The Daily Write: Photo #4 (February 28, 2013)

The couple lived in a very clean, lovely and sparse but not empty house on the edge of Amazon Park.They were contemporaries of my grandfather, and perhaps like him, also professors. As a 9-year-old, I thought of them the way I thought of him - old. Old and neat. Old and contained. Old and kind.

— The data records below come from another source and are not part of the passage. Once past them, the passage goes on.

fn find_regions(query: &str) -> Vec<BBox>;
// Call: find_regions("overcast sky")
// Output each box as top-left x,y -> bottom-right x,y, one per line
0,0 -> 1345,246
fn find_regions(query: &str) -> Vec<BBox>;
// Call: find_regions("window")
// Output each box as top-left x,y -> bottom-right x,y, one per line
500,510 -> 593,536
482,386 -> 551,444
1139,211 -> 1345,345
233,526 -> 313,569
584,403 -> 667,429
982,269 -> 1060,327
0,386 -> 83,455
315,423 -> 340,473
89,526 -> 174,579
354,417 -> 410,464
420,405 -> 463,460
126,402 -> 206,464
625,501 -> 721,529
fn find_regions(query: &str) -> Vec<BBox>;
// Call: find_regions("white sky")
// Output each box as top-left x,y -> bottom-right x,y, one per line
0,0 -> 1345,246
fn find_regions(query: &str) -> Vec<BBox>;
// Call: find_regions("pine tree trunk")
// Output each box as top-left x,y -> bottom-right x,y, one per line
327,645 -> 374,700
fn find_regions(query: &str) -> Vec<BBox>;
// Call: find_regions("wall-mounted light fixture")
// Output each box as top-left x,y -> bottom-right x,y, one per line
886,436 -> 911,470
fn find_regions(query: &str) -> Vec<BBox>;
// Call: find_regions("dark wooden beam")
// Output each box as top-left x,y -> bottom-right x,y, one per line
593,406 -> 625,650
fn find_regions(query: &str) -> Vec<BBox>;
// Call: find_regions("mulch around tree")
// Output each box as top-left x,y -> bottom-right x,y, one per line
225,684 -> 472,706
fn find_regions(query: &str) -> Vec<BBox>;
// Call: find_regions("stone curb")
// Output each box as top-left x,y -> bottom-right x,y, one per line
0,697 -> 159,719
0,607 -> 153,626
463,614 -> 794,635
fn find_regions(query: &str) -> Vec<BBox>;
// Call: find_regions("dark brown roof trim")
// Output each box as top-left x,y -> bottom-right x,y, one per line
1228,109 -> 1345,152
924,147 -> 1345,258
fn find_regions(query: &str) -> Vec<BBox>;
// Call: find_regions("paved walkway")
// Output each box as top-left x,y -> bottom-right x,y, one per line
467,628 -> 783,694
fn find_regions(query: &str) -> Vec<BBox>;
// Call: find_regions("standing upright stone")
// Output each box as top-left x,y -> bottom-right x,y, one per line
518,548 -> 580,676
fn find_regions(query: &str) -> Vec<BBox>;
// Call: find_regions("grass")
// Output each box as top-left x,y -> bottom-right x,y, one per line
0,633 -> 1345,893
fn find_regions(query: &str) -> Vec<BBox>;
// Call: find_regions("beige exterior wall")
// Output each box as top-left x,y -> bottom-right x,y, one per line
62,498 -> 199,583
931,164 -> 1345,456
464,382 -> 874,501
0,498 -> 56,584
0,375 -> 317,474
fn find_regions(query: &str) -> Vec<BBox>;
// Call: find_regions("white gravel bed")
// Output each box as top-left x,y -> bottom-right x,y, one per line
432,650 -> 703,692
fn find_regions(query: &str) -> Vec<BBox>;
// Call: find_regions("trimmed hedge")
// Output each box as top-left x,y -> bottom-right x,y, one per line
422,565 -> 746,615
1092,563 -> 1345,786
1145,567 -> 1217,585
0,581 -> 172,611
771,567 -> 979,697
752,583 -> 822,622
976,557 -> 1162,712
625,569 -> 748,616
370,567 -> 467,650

They seemed sort of perfect to me. For one thing, each week when I went with my mom to clean their house, it was spotless. It smelled good too. Not like our place with its gaggle of barefoot children, sticky kid-sized wooden tables and avocado pits growing sprouts in murky water in Ball jars on the windowsill over the kitchen sink. No, their house smelled like it never got dirty and never was out of order. There weren't bands of children, or random hippie parents going in and out of the front door with its broken wooden framed screen door hanging loosely on one hinge. There weren't smudged honey-imbued fingerprints on the front windows. You wouldn't find remnants of dry Koolaid powder in the bathroom where one child had convinced another that it tasted good, even though she knew that the tiny packet was so sour it would make her intended target spit into the toilet.

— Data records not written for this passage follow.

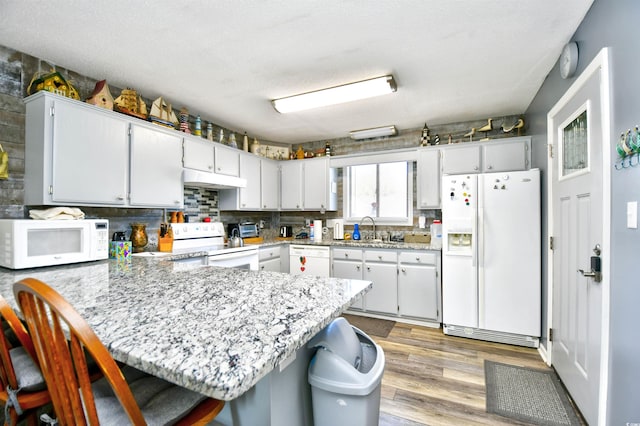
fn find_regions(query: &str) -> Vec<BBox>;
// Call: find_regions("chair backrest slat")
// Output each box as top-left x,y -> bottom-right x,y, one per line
14,278 -> 145,426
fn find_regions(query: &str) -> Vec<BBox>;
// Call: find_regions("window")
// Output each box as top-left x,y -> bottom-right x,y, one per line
343,161 -> 413,225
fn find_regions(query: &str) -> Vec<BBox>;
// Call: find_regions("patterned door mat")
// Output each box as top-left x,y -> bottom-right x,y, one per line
484,360 -> 582,426
342,314 -> 396,337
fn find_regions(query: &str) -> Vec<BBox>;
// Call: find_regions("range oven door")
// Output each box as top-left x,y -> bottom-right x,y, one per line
208,250 -> 258,271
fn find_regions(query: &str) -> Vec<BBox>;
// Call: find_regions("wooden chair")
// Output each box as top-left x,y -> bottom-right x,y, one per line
13,278 -> 224,426
0,296 -> 51,425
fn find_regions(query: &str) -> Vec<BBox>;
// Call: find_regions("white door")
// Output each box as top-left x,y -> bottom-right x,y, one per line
548,51 -> 610,424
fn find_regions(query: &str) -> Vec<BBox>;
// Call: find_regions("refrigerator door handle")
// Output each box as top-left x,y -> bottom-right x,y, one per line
471,210 -> 480,268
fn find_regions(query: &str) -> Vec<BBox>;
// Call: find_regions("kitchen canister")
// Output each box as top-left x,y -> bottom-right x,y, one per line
313,220 -> 322,242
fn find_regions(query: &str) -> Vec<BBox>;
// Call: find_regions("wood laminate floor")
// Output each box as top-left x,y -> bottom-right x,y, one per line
372,323 -> 564,426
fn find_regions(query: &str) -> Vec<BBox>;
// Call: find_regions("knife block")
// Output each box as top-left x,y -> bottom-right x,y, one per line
158,233 -> 173,252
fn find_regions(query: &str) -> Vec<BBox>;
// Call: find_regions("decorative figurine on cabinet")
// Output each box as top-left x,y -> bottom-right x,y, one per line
87,80 -> 113,111
420,123 -> 431,146
178,107 -> 191,134
113,89 -> 148,120
478,118 -> 493,141
502,118 -> 524,136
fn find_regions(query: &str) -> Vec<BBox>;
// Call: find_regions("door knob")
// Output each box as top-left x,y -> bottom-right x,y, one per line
578,244 -> 602,283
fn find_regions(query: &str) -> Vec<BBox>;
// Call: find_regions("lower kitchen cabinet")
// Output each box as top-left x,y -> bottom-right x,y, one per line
258,245 -> 282,272
331,247 -> 442,326
362,250 -> 398,315
331,248 -> 366,311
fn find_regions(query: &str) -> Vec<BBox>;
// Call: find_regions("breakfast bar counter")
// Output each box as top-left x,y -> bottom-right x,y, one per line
0,258 -> 372,401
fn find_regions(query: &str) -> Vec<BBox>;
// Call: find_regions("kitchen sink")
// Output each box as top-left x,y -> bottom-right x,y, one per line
131,251 -> 173,257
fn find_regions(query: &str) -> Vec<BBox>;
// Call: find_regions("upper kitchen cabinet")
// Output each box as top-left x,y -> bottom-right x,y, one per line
218,152 -> 279,210
214,143 -> 240,176
260,158 -> 280,210
416,147 -> 441,209
129,123 -> 184,208
182,137 -> 215,172
25,91 -> 182,207
441,136 -> 531,174
280,160 -> 303,210
280,157 -> 337,211
24,92 -> 129,205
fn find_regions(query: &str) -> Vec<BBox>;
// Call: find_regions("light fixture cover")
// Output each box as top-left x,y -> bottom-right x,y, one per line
271,75 -> 397,114
350,126 -> 398,140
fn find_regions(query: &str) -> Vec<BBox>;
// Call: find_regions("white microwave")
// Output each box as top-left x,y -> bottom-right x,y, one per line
0,219 -> 109,269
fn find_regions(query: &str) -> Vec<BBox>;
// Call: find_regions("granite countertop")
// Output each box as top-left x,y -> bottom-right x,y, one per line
256,238 -> 442,251
0,258 -> 372,400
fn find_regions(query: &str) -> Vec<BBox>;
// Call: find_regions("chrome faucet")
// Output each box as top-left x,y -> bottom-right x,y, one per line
360,216 -> 376,240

Theirs was a house of calm and order. It was quiet, reserved and so beautiful to the girl that she wanted to stay there forever, lovingly wiping down the already clean walls of the shower with scrubbing bubbles and a soft cloth. Polishing an already perfectly clean window just for the fun of watching the Windex streaks dry on the warm days of summer. She liked the way they folded their newspapers after breakfast every morning and put them into a neat wicker bin next to the chair in the living room. And she liked the orange rubber mats on the dining room table which sat near the daisy motif ceramic napkin holder and matching salt and pepper shakers in the middle.

She liked to listen to her mom hum as she vacuumed the wall-to-wall carpet in the living room and bedrooms, and she loved to feel like a grown up as she gently folded the dish towels the way her mom showed her.

The only other people she knew who went by Mr. and Mrs. were at her school back in California. They were kind, but couldn't help her with her ache. She wanted to be with her mom during the year and wasn't, and every day seemed like torture waiting for summer. It was the best when she and her mom left her three brothers at the daycare house where they lived and went to clean the immaculate house. Humming and folding and wiping and dusting. No dirt, no mess, no noise. Just them, together.